Ada Fisher: The refugee stampede mania

Published 12:03 am Monday, January 11, 2016

When one flees from ones homeland to escape persecution and danger, a refugee is born.  So apropos to the Christmas story is this scenario where, with no room in the inn, a child was born in a manger.

Now it seems that a religion of Moses’ descendants from his first-born son, Ishmael, has spawned generations which have become vagabonds from their own homeland now wandering the world looking for shelter. Unlike in the Christmas story, a new religion was born, and rather than continue running away from their beginnings Mary, Joseph and Jesus would originally return to their homeland and preach a different kind of gospel.

The mass exodus of citizens overflowing the USA border with Mexico and European boundaries from the Middle East has unleashed a xenophobia which has seen no equal.  Many would make the target Islam, but the culprit of such concern involves other differences and ethnic integrity.  When a new population reproduces at a rate which exceeds those already there or when the culture being brought in has customs and religious laws so different from those of the existing communities, collisions will occur and extinction is possible for those being infiltrated.

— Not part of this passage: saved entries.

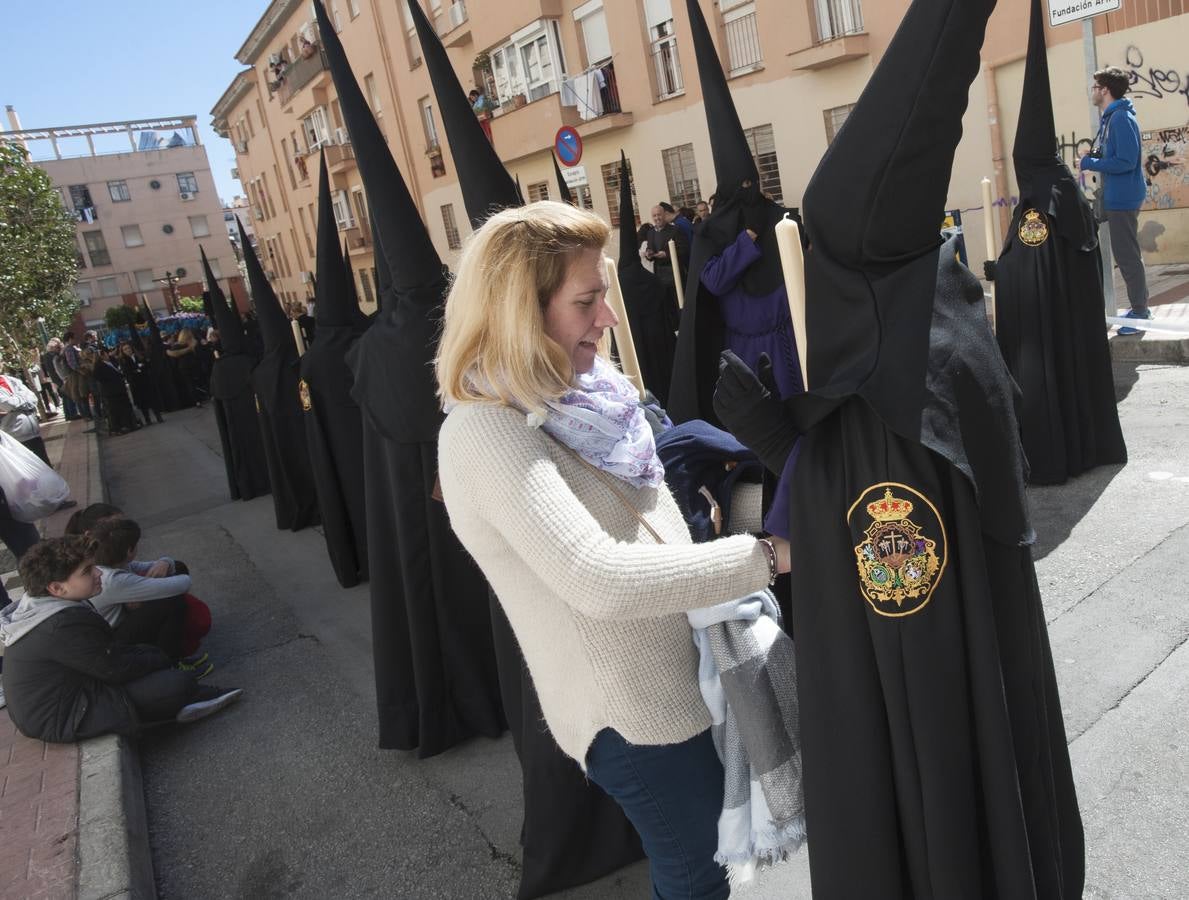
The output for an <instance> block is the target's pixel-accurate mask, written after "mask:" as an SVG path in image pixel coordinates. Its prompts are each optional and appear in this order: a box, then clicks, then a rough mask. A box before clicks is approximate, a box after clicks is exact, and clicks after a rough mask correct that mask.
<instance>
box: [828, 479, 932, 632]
mask: <svg viewBox="0 0 1189 900" xmlns="http://www.w3.org/2000/svg"><path fill="white" fill-rule="evenodd" d="M856 516H858V522H855V517H856ZM847 522H848V523H850V525H851V528H853V529H855V528H861V529H862V539H861V540H860V542H858V543H857V545H856V546H855V564H856V565H857V566H858V586H860V590H861V591H862V594H863V598H864V599H866V600H867V603H868V604H869V605H870V608H872V609H873V610H874V611H875V612H876V613H879V615H880V616H888V617H892V618H898V617H901V616H911V615H912V613H914V612H920V610H923V609H924V608H925V606H926V605H927V604H929V600H930V598H931V597H932V596H933V590H935V589H936V587H937V584H938V581H940V579H942V573H943V572H944V571H945V559H946V546H945V527H944V525H943V524H942V518H940V516H939V515H938V512H937V508H936V506H933V504H932V503H931V502H930V501H929V498H927V497H925V496H924V495H921V493H920V492H918V491H916V490H913V489H912V487H910V486H907V485H904V484H897V483H894V482H882V483H880V484H873V485H872V486H870V487H868V489H867V490H866V491H863V492H862V493H861V495H860V496H858V499H856V501H855V503H854V505H851V508H850V510H849V511H848V512H847Z"/></svg>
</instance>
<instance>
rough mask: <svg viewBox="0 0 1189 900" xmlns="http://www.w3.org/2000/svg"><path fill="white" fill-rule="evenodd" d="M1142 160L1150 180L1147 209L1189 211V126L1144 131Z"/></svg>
mask: <svg viewBox="0 0 1189 900" xmlns="http://www.w3.org/2000/svg"><path fill="white" fill-rule="evenodd" d="M1140 139H1141V141H1143V143H1141V150H1140V158H1141V159H1143V162H1144V176H1145V177H1146V178H1147V200H1146V201H1144V206H1143V208H1144V209H1183V208H1185V207H1189V166H1187V165H1185V155H1187V153H1189V126H1182V127H1179V128H1165V130H1164V131H1145V132H1144V133H1143V134H1141V136H1140Z"/></svg>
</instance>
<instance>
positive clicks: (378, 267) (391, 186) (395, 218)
mask: <svg viewBox="0 0 1189 900" xmlns="http://www.w3.org/2000/svg"><path fill="white" fill-rule="evenodd" d="M314 13H315V15H316V17H317V27H319V32H320V33H321V36H322V50H323V52H325V54H326V59H327V64H328V67H329V69H331V76H332V77H333V78H334V87H335V89H336V90H338V94H339V107H340V109H341V112H342V119H344V121H345V122H346V126H347V131H348V132H350V133H351V144H352V146H353V147H354V151H356V162H357V163H358V165H359V174H360V176H361V177H363V182H364V189H365V190H366V191H367V206H369V209H370V210H371V219H372V226H373V228H375V234H377V237H378V240H377V243H376V248H377V256H379V254H380V251H383V256H384V259H385V260H386V263H388V266H386V268H388V275H389V277H390V278H391V279H392V287H394V290H395V291H396V292H397V294H401V292H402V291H403V292H405V294H409V292H416V290H417V289H419V288H420V287H422V285H426V284H432V283H435V282H440V281H441V279H442V277H443V276H442V264H441V259H440V258H439V257H438V251H436V250H435V248H434V244H433V241H432V240H430V239H429V233H428V232H427V231H426V226H424V224H423V222H422V221H421V213H420V212H419V210H417V204H416V203H415V202H414V201H413V196H411V195H410V194H409V188H408V185H407V184H405V183H404V178H403V177H402V176H401V170H400V169H398V168H397V165H396V161H395V159H392V153H391V151H390V150H389V147H388V143H386V141H385V140H384V136H383V133H382V132H380V130H379V126H378V125H377V124H376V118H375V117H373V115H372V112H371V107H369V106H367V101H366V99H365V97H364V94H363V90H360V89H359V82H358V81H356V76H354V74H353V73H352V71H351V63H350V62H347V55H346V52H345V51H344V50H342V43H341V42H340V40H339V36H338V34H336V33H335V31H334V26H333V25H332V24H331V20H329V18H328V17H327V14H326V10H325V7H323V6H322V4H321V0H314ZM471 118H472V119H474V115H473V114H472V115H471ZM476 126H477V127H478V120H476ZM379 268H380V266H379V265H377V269H379ZM434 304H436V301H432V302H430V303H429V306H434Z"/></svg>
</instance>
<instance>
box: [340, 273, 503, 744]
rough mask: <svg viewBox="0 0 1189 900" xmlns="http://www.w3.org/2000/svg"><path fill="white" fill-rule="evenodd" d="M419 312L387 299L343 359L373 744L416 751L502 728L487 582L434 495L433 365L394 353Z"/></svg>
mask: <svg viewBox="0 0 1189 900" xmlns="http://www.w3.org/2000/svg"><path fill="white" fill-rule="evenodd" d="M442 287H443V285H442V284H439V285H436V287H435V288H434V289H435V290H436V291H438V296H439V297H440V296H441V290H442ZM434 289H432V290H434ZM383 301H384V297H383V296H382V302H383ZM402 311H403V313H404V315H402ZM424 315H426V314H424V309H423V308H420V309H419V308H417V307H415V306H413V307H410V308H408V309H404V310H402V308H401V306H400V304H398V303H396V302H395V301H392V300H390V301H388V302H386V304H385V306H382V308H380V310H379V313H377V314H376V316H375V317H373V320H372V325H371V326H370V327H369V329H367V331H366V332H365V333H364V334H363V335H361V336H360V338H359V340H358V341H357V342H356V346H354V350H353V352H352V355H351V360H350V361H351V366H352V370H353V373H354V384H353V386H352V396H353V397H356V399H357V402H358V403H359V407H360V409H361V410H363V421H364V427H363V459H364V483H365V485H366V492H367V498H366V505H367V521H366V531H367V560H369V581H370V589H371V605H372V648H373V654H375V668H376V703H377V706H378V712H379V745H380V747H382V748H385V749H400V750H414V749H415V750H416V751H417V756H420V757H422V759H424V757H427V756H434V755H436V754H440V753H442V751H443V750H448V749H449V748H452V747H454V745H455V744H458V743H460V742H463V741H466V739H467V738H470V737H474V736H476V735H483V736H486V737H498V736H499V735H501V734H503V730H504V713H503V707H502V706H501V703H499V682H498V676H497V673H496V657H495V652H493V649H492V646H491V617H490V613H489V611H487V604H486V597H487V589H486V583H485V581H484V579H483V573H482V572H479V567H478V566H477V565H476V564H474V560H472V559H471V556H470V555H468V554H467V553H466V552H465V550H464V549H463V547H461V545H460V543H459V542H458V539H457V537H455V536H454V533H453V531H452V530H451V527H449V520H448V518H447V516H446V506H445V504H442V503H441V501H439V499H435V498H434V493H435V484H436V480H438V429H439V427H440V426H441V413H440V411H438V410H436V402H435V399H434V389H433V372H432V370H429V369H428V367H426V366H424V365H423V361H422V360H420V359H419V358H417V355H416V354H411V353H402V352H401V347H402V345H403V344H404V342H405V341H408V340H410V338H413V336H415V335H417V334H420V333H422V332H424V331H427V328H429V329H430V332H429V333H432V327H435V326H433V325H429V326H424V327H423V326H422V325H421V322H422V320H423V319H424Z"/></svg>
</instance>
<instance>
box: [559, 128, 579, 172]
mask: <svg viewBox="0 0 1189 900" xmlns="http://www.w3.org/2000/svg"><path fill="white" fill-rule="evenodd" d="M553 149H554V150H555V151H556V152H558V162H560V163H561V164H562V165H578V163H579V162H581V158H583V138H581V136H580V134H579V133H578V132H577V131H575V130H574V128H573V127H572V126H570V125H562V126H561V127H560V128H558V133H556V136H554V138H553Z"/></svg>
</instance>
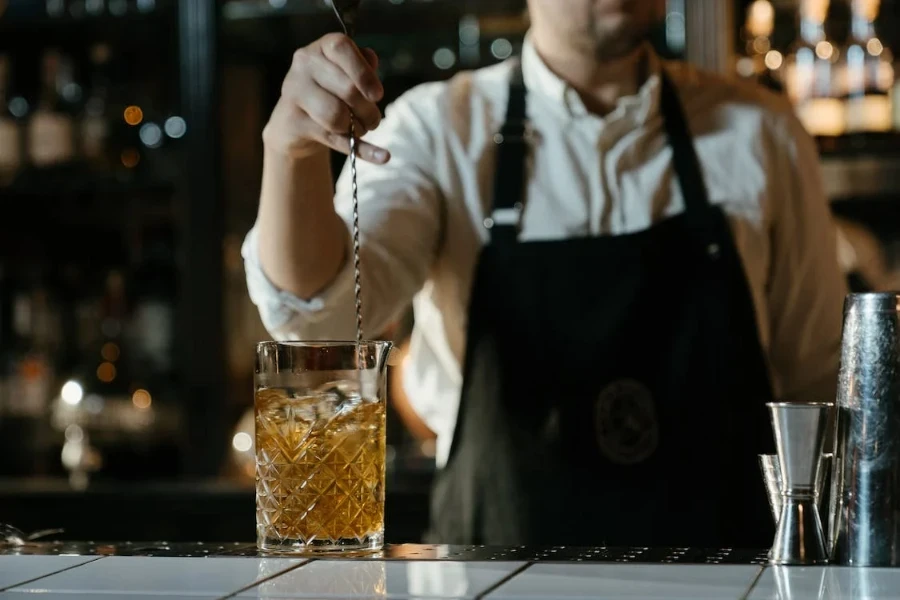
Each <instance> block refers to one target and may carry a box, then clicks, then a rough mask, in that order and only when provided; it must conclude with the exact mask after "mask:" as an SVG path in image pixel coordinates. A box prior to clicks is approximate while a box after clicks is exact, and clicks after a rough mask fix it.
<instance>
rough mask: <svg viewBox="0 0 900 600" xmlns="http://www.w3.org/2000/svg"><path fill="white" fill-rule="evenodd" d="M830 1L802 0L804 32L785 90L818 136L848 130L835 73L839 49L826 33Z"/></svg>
mask: <svg viewBox="0 0 900 600" xmlns="http://www.w3.org/2000/svg"><path fill="white" fill-rule="evenodd" d="M829 2H830V0H801V2H800V9H799V18H800V35H799V39H798V41H797V43H796V44H795V46H794V48H793V50H792V52H791V54H790V56H789V57H788V61H787V67H786V70H785V90H786V91H787V93H788V96H789V97H790V98H791V100H792V101H793V102H794V105H795V107H796V111H797V116H798V117H799V119H800V121H801V122H802V123H803V125H804V127H805V128H806V130H807V131H808V132H809V133H810V134H812V135H816V136H839V135H842V134H844V133H845V132H846V128H847V122H846V119H847V116H846V108H845V105H844V103H843V102H842V101H841V99H840V96H841V95H842V92H841V91H840V87H841V83H840V78H839V77H838V75H837V74H836V72H835V68H834V65H835V62H836V58H837V55H838V51H837V49H836V48H835V45H834V44H833V43H832V42H831V41H830V40H829V39H828V38H827V36H826V35H825V19H826V17H827V15H828V6H829Z"/></svg>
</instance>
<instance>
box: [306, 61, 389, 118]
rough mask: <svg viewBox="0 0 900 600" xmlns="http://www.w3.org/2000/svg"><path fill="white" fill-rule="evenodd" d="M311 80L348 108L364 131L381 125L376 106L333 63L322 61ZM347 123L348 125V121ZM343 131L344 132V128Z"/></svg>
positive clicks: (380, 113)
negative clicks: (339, 99) (315, 82)
mask: <svg viewBox="0 0 900 600" xmlns="http://www.w3.org/2000/svg"><path fill="white" fill-rule="evenodd" d="M313 78H314V81H315V82H316V83H317V84H318V85H319V86H320V87H321V88H322V89H324V90H325V91H326V92H329V93H330V94H331V95H332V96H333V97H335V98H338V99H340V101H342V102H343V103H344V104H345V105H346V106H349V107H350V110H352V111H353V114H354V116H355V117H356V119H357V121H358V122H359V123H360V124H361V125H362V127H363V128H364V129H365V130H366V131H372V130H373V129H375V128H376V127H378V124H379V123H381V111H380V110H379V109H378V106H377V105H376V104H375V103H374V102H372V101H371V100H369V99H368V98H366V97H365V96H364V95H363V94H362V93H361V92H360V90H359V88H358V87H357V85H356V84H355V83H354V82H353V81H352V80H351V79H350V78H349V77H347V75H346V74H345V73H344V72H343V71H342V70H341V69H339V68H338V67H337V66H335V65H334V63H331V62H328V61H324V60H323V61H322V65H320V66H319V68H317V69H316V70H315V72H314V75H313ZM347 123H348V124H349V121H347ZM343 131H346V128H345V129H344V130H343Z"/></svg>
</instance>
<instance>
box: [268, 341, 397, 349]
mask: <svg viewBox="0 0 900 600" xmlns="http://www.w3.org/2000/svg"><path fill="white" fill-rule="evenodd" d="M379 344H393V342H392V341H391V340H363V341H362V342H361V345H363V346H377V345H379ZM356 345H357V342H356V340H284V341H277V340H268V341H265V342H257V343H256V348H257V349H260V348H271V347H274V346H285V347H288V348H342V347H346V346H356Z"/></svg>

Unfortunately, when there are nations in Europe and some pockets in the USA where population growth hasn’t kept up with the need for lower level workers — or where the advancements of the destination nation exceed those from where refugees come — everybody seems to want in. The will of those seemingly being stampeded gets lost in a sense of political and misplaced global correctness.  Such can cause civilization to flounder and unleash mass chaos.

Lost in the refugee conversation is the right of sovereignty for nations, the need for choice among people in a free society and the need to preserve one’s culture within the bounds of the established government.  The Obama Administration is wrong in taking in Syrian refugees in numbers proposed when thousands have stood and continue standing in line following existing laws on entry. Until we allow Haitians into this nation with the impunity granted others, resolve the issue of the 100,000 Bantus approved by President George W. Bush a right of entry to this nation and others such as Somalian women who often have been forcibly circumcised in a painful and possibly life threatening ritual, others should not be allowed to cut in line. We must also quit the preferences given for technological skills, family reunification and other subjective reasons not involving persecutions. We should encourage folks to return home when their communities are settled to prevent their brain drain and allow rebuilding from those who share their values.

Flying over this nation, with a view from on high, it must not be lost that our uninhabited land is massive. As a biologist, one also knows you cannot put people on every square foot of land without destroying our trees for oxygen generation, fresh water filtration and food stuff production. As a constitutionalist, one appreciates that when people come in they have to be willing to give up their old ways of governance if our society is to survive.

When I was hungry you fed me. When I was naked you clothed me. But that can easily be lost if we allow others to impose their will on our constitutional form of government and go for the feel-good okey-doke instead of the tried and reasoned existence which we currently have.